Une précision de méthode importante : une expertise privée est un outil de négociation et de décision — elle objective la valeur, prépare la mise en demeure, sert de base à la transaction. En phase judiciaire, c'est le juge qui désignel'expert ; le rapport privé éclaire alors votre stratégie et votre dossier, sans se substituer à cette désignation. Côté délais, le timing est confortable : rapport livré sous 5 à 8 jours (48-72 h en express), à partir de 3 500 MAD HT, devis ferme sous 24 h — largement compatible avec un délai de mise en demeure.
7. Le protocole pratique pour le vendeur impayé
- Reconstituez la chronologie et les pièces : acte de vente, échéancier, virements reçus et manquants, relances, justificatifs du défaut de paiement.
- Faites chiffrer la valeur du bien et le préjudice par une expertise indépendante avant d'agir : valeur actuelle, différentiel, état du bien restitué.
- Délivrez une mise en demeure en bonne et due forme (article 255), de préférence par huissier, avec un délai raisonnable et l'annonce de l'action en résolution.
- Vérifiez l'état du titre foncier : inscriptions intervenues depuis la vente (hypothèque, revente, saisie) qui pourraient compliquer la reprise.
- Saisissez le tribunal en résolution (article 259) et restitution — ou activez la clause résolutoire si le contrat en prévoit une —, puis faites radier l'inscription de la vente à la conservation foncière une fois la résolution acquise.
Notre comparatif expertise amiable / judiciaire détaille le rôle respectif de l'expertise privée et de l'expertise désignée par le juge. Et pour le cas particulier d'une défaillance liée à une impossibilité objective, voyez l'arrêt sur le refus de permis qualifié de force majeure (article 268 du DOC), où la mécanique de résolution diffère.
8. FAQ
Le vendeur peut-il reprendre son bien dès le premier impayé ?
Non. La vente reste valable tant qu'elle n'a pas été résolue. Le vendeur impayé peut soit poursuivre le paiement forcé, soit demander la résolution pour inexécution (article 259 du DOC), après avoir, en règle générale, mis l'acheteur en demeure (article 255 du DOC). Le bien n'est récupéré qu'une fois la résolution prononcée et les inscriptions au titre foncier régularisées.

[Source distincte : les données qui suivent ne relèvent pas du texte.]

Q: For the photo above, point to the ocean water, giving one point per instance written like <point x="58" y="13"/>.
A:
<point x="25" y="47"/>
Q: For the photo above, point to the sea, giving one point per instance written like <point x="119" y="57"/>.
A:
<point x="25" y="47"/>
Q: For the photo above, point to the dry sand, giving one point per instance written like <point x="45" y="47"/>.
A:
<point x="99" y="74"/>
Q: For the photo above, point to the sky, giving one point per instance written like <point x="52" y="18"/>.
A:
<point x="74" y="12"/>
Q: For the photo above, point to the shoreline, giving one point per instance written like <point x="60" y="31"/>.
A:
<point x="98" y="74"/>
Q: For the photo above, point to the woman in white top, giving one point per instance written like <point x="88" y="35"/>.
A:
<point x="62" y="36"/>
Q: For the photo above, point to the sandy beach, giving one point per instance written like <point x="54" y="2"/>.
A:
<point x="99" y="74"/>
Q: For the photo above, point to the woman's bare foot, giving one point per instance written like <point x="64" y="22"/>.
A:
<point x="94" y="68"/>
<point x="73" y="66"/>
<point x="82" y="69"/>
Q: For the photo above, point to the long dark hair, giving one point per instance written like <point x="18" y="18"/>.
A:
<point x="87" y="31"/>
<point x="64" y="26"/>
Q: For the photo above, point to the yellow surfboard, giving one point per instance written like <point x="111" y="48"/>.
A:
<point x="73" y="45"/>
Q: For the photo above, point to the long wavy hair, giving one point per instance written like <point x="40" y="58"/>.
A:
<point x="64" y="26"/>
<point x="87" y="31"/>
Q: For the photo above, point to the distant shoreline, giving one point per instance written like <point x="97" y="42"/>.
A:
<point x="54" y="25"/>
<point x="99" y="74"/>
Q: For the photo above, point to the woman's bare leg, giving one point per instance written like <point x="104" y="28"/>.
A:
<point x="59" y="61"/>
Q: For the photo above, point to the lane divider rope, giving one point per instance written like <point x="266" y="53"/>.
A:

La mise en demeure est-elle obligatoire avant la résolution ?
En règle générale, oui : elle constitue l'acheteur en défaut (article 255 du DOC) et conditionne souvent la demande de résolution (article 259). Sans elle, le juge peut juger l'action prématurée. L'exception est la clause de résolution de plein droit qui dispense expressément de mise en demeure. La régularité s'apprécie au cas par cas avec un avocat.
Vaut-il mieux une résolution judiciaire ou une clause résolutoire ?
Une clause résolutoire bien rédigée accélère la sortie du contrat car elle anticipe le défaut et peut éviter un débat sur le fond. À défaut de clause, la résolution judiciaire de l'article 259 reste ouverte mais demande de saisir le juge, qui apprécie la gravité de l'inexécution. Pour un paiement différé, mieux vaut prévoir une clause précise dès la signature.
L'acheteur récupère-t-il les sommes qu'il a déjà payées ?
En principe oui : la résolution emporte des restitutions réciproques. Le vendeur reprend le bien, l'acheteur récupère les sommes effectivement versées, selon les modalités du jugement ou du contrat. Des dommages-intérêts peuvent toutefois être mis à la charge de l'acheteur défaillant si un préjudice est établi. Le montant relève de l'appréciation du juge.
Comment fait-on radier la vente du titre foncier après résolution ?
La radiation de l'inscription de la vente s'effectue à la conservation foncière, sur la base de la décision ou de l'acte qui constate la résolution, dans le cadre de la loi 14-07 sur l'immatriculation foncière. Tant que le registre n'est pas régularisé, le titre foncier affiche encore l'acheteur. Si des inscriptions de tiers (hypothèque, revente) sont intervenues entre-temps, leur sort doit être tranché.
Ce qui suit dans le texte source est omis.